Stagnated populations in small towns
Our failed spatial strategy has led to a proliferation of over 200 new villages and small towns since 1996. Yet, many of the 750 villages and small towns of up to 3,000 in population have stagnated, leading to closures in post offices, schools, pubs, shops and the other essential services and supports for normal living. Many of them still await high-speed broadband, essential for modern-day business and job creation.
Indeed, stagnation has also befallen some larger centres, including NSS-designated ‘Gateways’: in 1996, Sligo was the twelfth largest urban centre in the State, but by 2011 it had slipped back to twenty-fourth position.
At the same time, Ireland’s cities have failed to keep up with the State’s average population growth.
The failure of the ‘scattergun’ approach
A significant ‘legacy’ issue is that since the foundation of the State is the fact that no government has supported its cities or planning system. In 1969, the visionary Buchanan Plan for designated ‘Poles of Growth’ was rejected. Instead, that government opted for a ‘scattergun’ branch plant industrial policy in every town. Almost all such factories have long since disappeared as the nature of manufacturing has changed, and in the absence of necessary support leading to clustering and up- and downstream spin-offs.
In 2003, less than one year after the launch of the National Spatial Strategy, the government announced a policy to decentralise 11,000 public sector jobs from Dublin to nearly 60 locations, ignoring most of the ‘Gateway’ and ‘Hub’-designated towns of NSS. As only 3,000 people moved, this too was a failure.
Will government change the direction of spatial policy?
It’s not certain that any lessons have been learnt, however.
The need for industrial and services concentration of larger scale is now well-established throughout the western world. But will the Irish government continue to persist with strategies like that of ‘balanced regional development’, or will it change the direction of spatial policy to focus on cities and large towns, by implementing ‘lumpiness’ and concentrating investment to achieve beneficial agglomeration?

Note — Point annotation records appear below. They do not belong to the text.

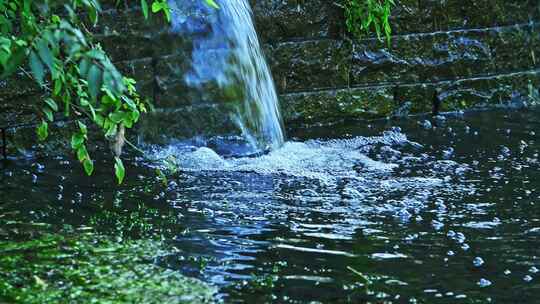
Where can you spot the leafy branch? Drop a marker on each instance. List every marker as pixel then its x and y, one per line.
pixel 364 16
pixel 78 77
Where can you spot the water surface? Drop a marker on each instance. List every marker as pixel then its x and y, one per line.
pixel 412 211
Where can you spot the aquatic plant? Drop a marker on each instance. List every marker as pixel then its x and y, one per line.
pixel 40 266
pixel 365 16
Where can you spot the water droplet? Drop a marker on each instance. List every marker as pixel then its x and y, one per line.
pixel 484 283
pixel 478 261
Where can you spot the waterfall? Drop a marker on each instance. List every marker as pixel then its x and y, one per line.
pixel 227 54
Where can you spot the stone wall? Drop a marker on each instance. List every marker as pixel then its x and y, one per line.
pixel 463 54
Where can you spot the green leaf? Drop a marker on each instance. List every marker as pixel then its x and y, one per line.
pixel 88 165
pixel 45 54
pixel 94 81
pixel 84 67
pixel 144 6
pixel 48 114
pixel 119 170
pixel 57 87
pixel 82 126
pixel 17 58
pixel 212 3
pixel 51 103
pixel 82 153
pixel 37 67
pixel 43 130
pixel 117 117
pixel 76 141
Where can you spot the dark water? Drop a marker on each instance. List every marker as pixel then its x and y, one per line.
pixel 445 211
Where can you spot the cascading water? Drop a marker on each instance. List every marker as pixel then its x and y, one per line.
pixel 227 53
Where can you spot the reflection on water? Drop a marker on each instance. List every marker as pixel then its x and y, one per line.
pixel 439 212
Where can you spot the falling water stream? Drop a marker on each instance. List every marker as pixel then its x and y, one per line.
pixel 442 210
pixel 229 54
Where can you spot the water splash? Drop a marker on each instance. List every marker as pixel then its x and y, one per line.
pixel 226 52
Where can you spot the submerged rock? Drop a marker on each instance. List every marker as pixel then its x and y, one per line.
pixel 45 267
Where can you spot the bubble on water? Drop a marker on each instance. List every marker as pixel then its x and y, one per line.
pixel 437 225
pixel 478 261
pixel 484 283
pixel 448 153
pixel 426 124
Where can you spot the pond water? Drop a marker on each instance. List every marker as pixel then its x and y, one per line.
pixel 415 211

What changes could such a policy shift have brought?
It is most likely that the Buchanan Plan would by now have resulted in a number of intermediate-sized cities of say 200,000 to 600,000 in population. These same regional cities would have been able to create economic and employment ‘spillovers’ for their sphere-of-influence towns in ‘metropolitan city-regions’, and would therefore be much better able to attract the multinational companies to provide large-scale employment, such as is now largely confined to the Greater Dublin Area.
Focus on residency and employment
This would still mean that many employment opportunities would be confined to such cities. However, the key question is whether it is preferable that Irish people could find both residency and employment in an Irish city or large town in the border or west, or emigrate to a Birmingham or Boston?
Letterkenny, was little over one-third of the population of Sligo in Buchanan’s time. Now it is larger, reinforced by its relative proximity to the city of Derry. Likewise, will there be the vision to recognise the benefits of the Good Friday Peace Agreement in exploiting spatially, the all-island asset of the Dublin-Belfast economic corridor?
Let’s push for a broader view
Politicians, for good or ill, are largely responsible for making the strategic spatial decisions that will determine what type of future Ireland achieves. Will their emphasis continue to be on both local and short-term horizons based on their self-survival re-election prospects, focusing on economically (and ultimately socially) unviable interests at the expense of the whole?
At this stage, no politician can plead ignorance about the benefits of large cities and towns to both the country and the regions. But have they the courage to embrace it? Let’s hope the next plan – or indeed plans, for maybe there should be more than one – can take a broader view.
Dr Brian Hughes is an urban and regional economist and member of the government’s expert group on demography.